In the present suit, brought to recover the amount of the award, the appellant set up by way of defense, the single point relied on here, that so much of the statutes of Minnesota as requires the use by appellant of the arbitration provisions of the standard policy infringes the due process and equal protection clauses of the Fourteenth Amendment. In rejecting this contention and in sustaining a recovery of the amount of the award, the Supreme Court of Minnesota, consistently with its earlier decisions, ruled that the authority of the arbitrators did not extend to a determination of the liability under the policy, which was a judicial question, reserved to the courts, but that their decision as to the amount of the loss is conclusive upon the parties unless grossly excessive or inadequate, or procured by fraud. See Glidden Co. v. Retail Hardware Mut. Fire Ins. Co., 181 Minn. 518, 521, 522; 233 N.W. 310; Abramowitz v. Continental Ins. Co., 170 Minn. 215; 212 N.W. 449; Harrington v. Agricultural Ins. Co., 179 Minn. 510; 229 N.W. 792.

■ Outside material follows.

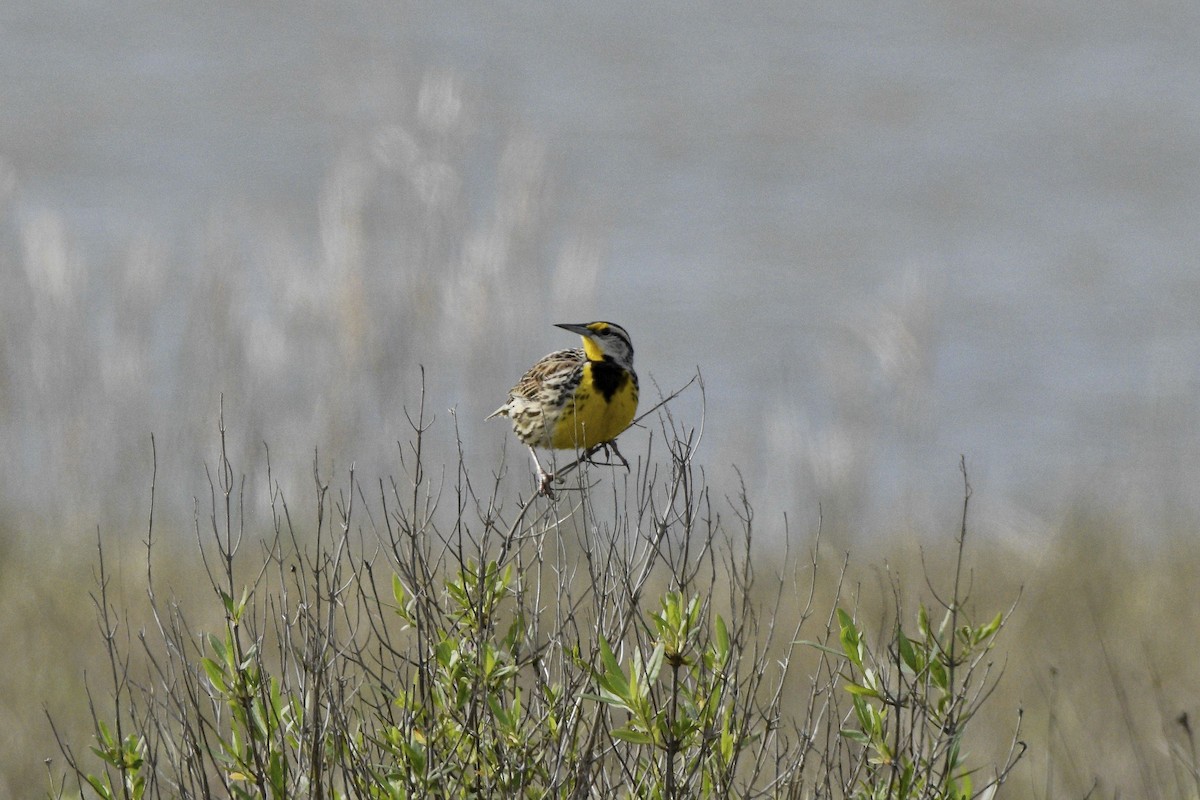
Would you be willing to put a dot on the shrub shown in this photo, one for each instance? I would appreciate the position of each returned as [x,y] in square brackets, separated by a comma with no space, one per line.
[606,642]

This type of arbitration clause has long been commonly used in fire insurance policies, both in Minnesota and elsewhere, and, when voluntarily placed in the insurance contract, compliance with its provisions has been held to be a condition precedent to an action on the policy. Gasser v. Sun Fire Office, 42 Minn. 315; 44 N.W. 252; Hamilton v. Liverpool, London Globe Ins. Co., 136 U.S. 242; Scott v. Avery, 5 House of Lords 811, 854; see Red Cross Line v. Atlantic Fruit Co., 264 U.S. 109, 121.
Appellees insist that the use of the clause here was voluntary, since the appellant was not compelled to write the policy, and that in any case appellant, by long acquiescence in the statute, is estopped to challenge, after the loss, the right of the insured to rely upon it. Without stopping to examine these contentions, we assume that appellant's freedom of contract was restricted by operation of the statute, and pass directly to the question decided by the state court, whether the Fourteenth Amendment precludes the exercise of such compulsion by the legislative power.
The right to make contracts embraced in the concept of liberty guaranteed by the Fourteenth Amendment is not unlimited. Liberty implies only freedom from arbitrary restraint, not immunity from reasonable regulations and prohibitions imposed in the interests of the community. Chicago, Burlington Quincy R. Co. v. McGuire, 219 U.S. 549, 567. Hence, legislation otherwise within the scope of acknowledged state power, not unreasonably or arbitrarily exercised, cannot be condemned because it curtails the power of the individual to contract. McLean v. Arkansas, 211 U.S. 539; Schmidinger v. Chicago, 226 U.S. 578; German Alliance Insurance Co. v. Lewis, 233 U.S. 389; Erie R. Co. v. Williams, 233 U.S. 685; Keokee Cons. Coke Co. v. Taylor, 234 U.S. 224.
The present statute substitutes a determination by arbitration for trial in court of the single issue of the amount of loss suffered under a fire insurance policy. As appellant's objection to it is directed specifically to the power of the state to substitute the one remedy for the other, rather than to the constitutionality of the particular procedure prescribed or followed before the arbitrators, it suffices to say that the procedure by which rights may be enforced and wrongs remedied is peculiarly a subject of state regulation and control. The Fourteenth Amendment neither implies that all trials must be by jury, nor guarantees any particular form or method of state procedure. See Missouri ex rel. Hurwitz v. North, 271 U.S. 40. In the exercise of that power and to satisfy a public need, a state may choose the remedy best adapted, in the legislative judgment, to protect the interests concerned, provided its choice is not unreasonable or arbitrary, and the procedure it adopts satisfies the constitutional requirements of reasonable notice and opportunity to be heard.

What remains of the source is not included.